As explained in issue #1, this turned upon the interpretation of relevant syndicated and bilateral facility agreements (Facility Agreements) and, particularly, whether changes in the Arrium Group’s financial position since 31 December 2012 (in one instance) and, otherwise, since the date of Arrium’s last Accounts (31 December 2015), had had a “material adverse effect” on the ability of an Arrium Group member to perform its obligations under the Facility Agreement or other “transaction document” (the Arrium MAE Clause).

The Arrium MAE Clause was a (complex) version of a “material adverse change” (or MAC) clause, which are commonly found in loan and security documentation, acquisition agreements and other contracts.

The proper interpretation and application of MAC clauses is critical for debtors, creditors, company directors, finance teams, lawyers and insolvency practitioners alike.

Key elements of a MAC clause

A MAC clause is designed to “allocate risk presented by adverse business or economic developments”[2] by giving a party the right to terminate an agreement or take other action (such as appointing a receiver), if there has been a material adverse change in a counter-party’s position.

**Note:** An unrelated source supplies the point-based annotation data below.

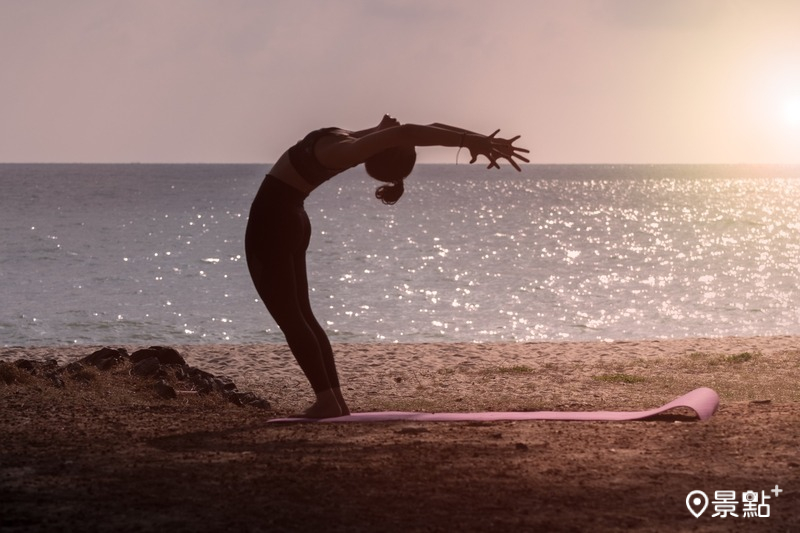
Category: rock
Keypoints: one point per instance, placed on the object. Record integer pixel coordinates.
(37, 368)
(147, 367)
(105, 358)
(165, 391)
(165, 355)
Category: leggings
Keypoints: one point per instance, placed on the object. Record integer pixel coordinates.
(277, 237)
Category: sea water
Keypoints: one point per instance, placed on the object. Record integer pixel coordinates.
(153, 254)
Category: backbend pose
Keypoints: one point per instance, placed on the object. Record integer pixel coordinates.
(278, 230)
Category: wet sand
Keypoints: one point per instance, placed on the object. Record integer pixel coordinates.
(110, 455)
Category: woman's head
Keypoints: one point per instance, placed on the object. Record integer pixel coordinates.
(391, 166)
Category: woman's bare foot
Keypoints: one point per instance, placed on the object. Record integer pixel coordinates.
(340, 400)
(326, 406)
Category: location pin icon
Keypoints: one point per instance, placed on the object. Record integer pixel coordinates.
(697, 502)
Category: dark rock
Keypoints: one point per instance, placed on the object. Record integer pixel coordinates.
(224, 385)
(37, 368)
(147, 367)
(105, 358)
(165, 355)
(165, 391)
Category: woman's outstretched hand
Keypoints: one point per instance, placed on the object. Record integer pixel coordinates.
(494, 148)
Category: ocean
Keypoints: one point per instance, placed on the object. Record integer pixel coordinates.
(153, 254)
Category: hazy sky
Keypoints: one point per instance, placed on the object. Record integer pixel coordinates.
(583, 81)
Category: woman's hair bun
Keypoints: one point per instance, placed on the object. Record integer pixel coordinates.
(390, 193)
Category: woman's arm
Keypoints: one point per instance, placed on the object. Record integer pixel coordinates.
(353, 151)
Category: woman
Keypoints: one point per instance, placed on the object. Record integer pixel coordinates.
(278, 230)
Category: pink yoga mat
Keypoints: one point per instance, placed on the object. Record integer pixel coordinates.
(702, 401)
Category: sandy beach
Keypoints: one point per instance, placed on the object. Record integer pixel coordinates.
(106, 453)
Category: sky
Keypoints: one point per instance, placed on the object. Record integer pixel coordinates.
(238, 81)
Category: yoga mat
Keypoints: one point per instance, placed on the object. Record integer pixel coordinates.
(703, 401)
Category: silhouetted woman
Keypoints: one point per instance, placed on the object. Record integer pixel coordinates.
(278, 230)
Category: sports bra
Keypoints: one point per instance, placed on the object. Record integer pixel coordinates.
(305, 162)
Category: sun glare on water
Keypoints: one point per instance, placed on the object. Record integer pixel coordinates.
(791, 111)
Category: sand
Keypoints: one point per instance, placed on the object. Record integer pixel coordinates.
(108, 454)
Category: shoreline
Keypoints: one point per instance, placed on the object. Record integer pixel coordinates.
(108, 454)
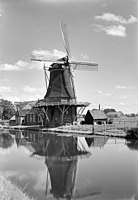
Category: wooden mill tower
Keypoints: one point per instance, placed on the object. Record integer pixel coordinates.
(59, 103)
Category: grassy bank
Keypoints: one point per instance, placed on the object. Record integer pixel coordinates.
(8, 191)
(132, 133)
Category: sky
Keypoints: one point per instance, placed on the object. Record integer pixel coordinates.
(101, 31)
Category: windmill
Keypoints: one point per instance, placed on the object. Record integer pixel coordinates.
(60, 103)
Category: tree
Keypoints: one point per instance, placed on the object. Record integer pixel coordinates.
(7, 109)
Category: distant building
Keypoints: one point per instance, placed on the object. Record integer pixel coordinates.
(34, 117)
(95, 116)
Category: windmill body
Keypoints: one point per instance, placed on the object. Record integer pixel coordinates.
(59, 104)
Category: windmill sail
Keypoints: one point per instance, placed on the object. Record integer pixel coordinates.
(65, 38)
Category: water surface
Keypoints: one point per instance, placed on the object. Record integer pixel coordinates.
(48, 166)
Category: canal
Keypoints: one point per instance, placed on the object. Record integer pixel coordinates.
(48, 166)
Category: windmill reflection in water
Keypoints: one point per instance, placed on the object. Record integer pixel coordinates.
(61, 158)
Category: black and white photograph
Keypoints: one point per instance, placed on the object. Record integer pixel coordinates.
(68, 100)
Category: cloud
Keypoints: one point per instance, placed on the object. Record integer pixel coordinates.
(40, 54)
(31, 89)
(104, 93)
(19, 66)
(115, 24)
(123, 97)
(85, 56)
(125, 87)
(110, 17)
(113, 30)
(48, 55)
(5, 89)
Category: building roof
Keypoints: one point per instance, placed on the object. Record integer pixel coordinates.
(22, 113)
(97, 114)
(29, 105)
(35, 110)
(115, 114)
(12, 118)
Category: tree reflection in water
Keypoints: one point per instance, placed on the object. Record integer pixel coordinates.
(61, 157)
(6, 140)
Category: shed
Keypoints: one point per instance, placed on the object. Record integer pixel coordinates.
(95, 116)
(35, 116)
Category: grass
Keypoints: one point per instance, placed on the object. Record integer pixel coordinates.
(8, 191)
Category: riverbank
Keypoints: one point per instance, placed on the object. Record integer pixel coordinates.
(111, 130)
(9, 191)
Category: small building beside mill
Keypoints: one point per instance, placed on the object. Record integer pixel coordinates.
(95, 116)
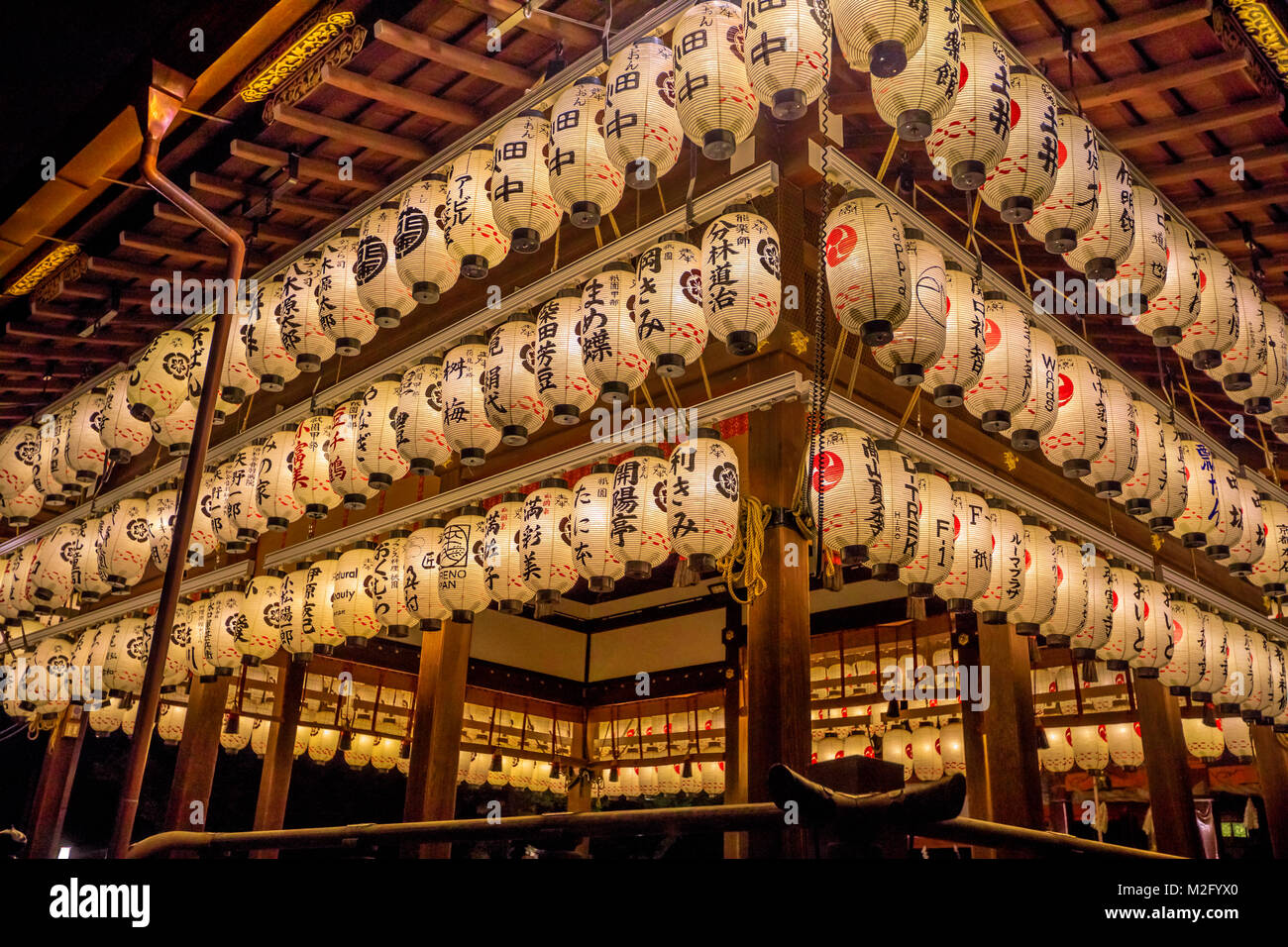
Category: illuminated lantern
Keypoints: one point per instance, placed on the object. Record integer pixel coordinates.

At its broadest, a MAC clause identifies the material adverse development(s) which trigger the right to take action which are often (but not always) expressed in qualitative terms, such as an adverse change in the “economic viability” of a business or the nature of a security or, as in Arrium, a change in financial position which materially adversely affects the capacity to perform contractual obligations (i.e. a MAE clause).

While not essential, it is also quite common to provide the party with the right to take action in the event of a material adverse change to determine whether that change has occurred (e.g. by giving a lender or security agent the right to subjectively form an opinion as to whether a MAC has occurred) while given the serious consequences of breach it is also not uncommon, again as occurred in Arrium, for the party subject to the clause to have a cure right upon notice before an event of default actually arises.

Issues with MAC clauses

Because MAC clauses are usually expressed in quite general, qualitative terms (so as to almost inevitably require careful interpretation), and their application may also depend upon the reasonableness of a conclusion of breach and/or whether any breach has been remedied, their application is often open to considerable debate and risk, as was the case in the Lender Proceedings and also, of recent times, in the context of the COVID-19 pandemic, which has raised issues as to whether, and how, MAC clauses and force majeure can be reconciled, for example.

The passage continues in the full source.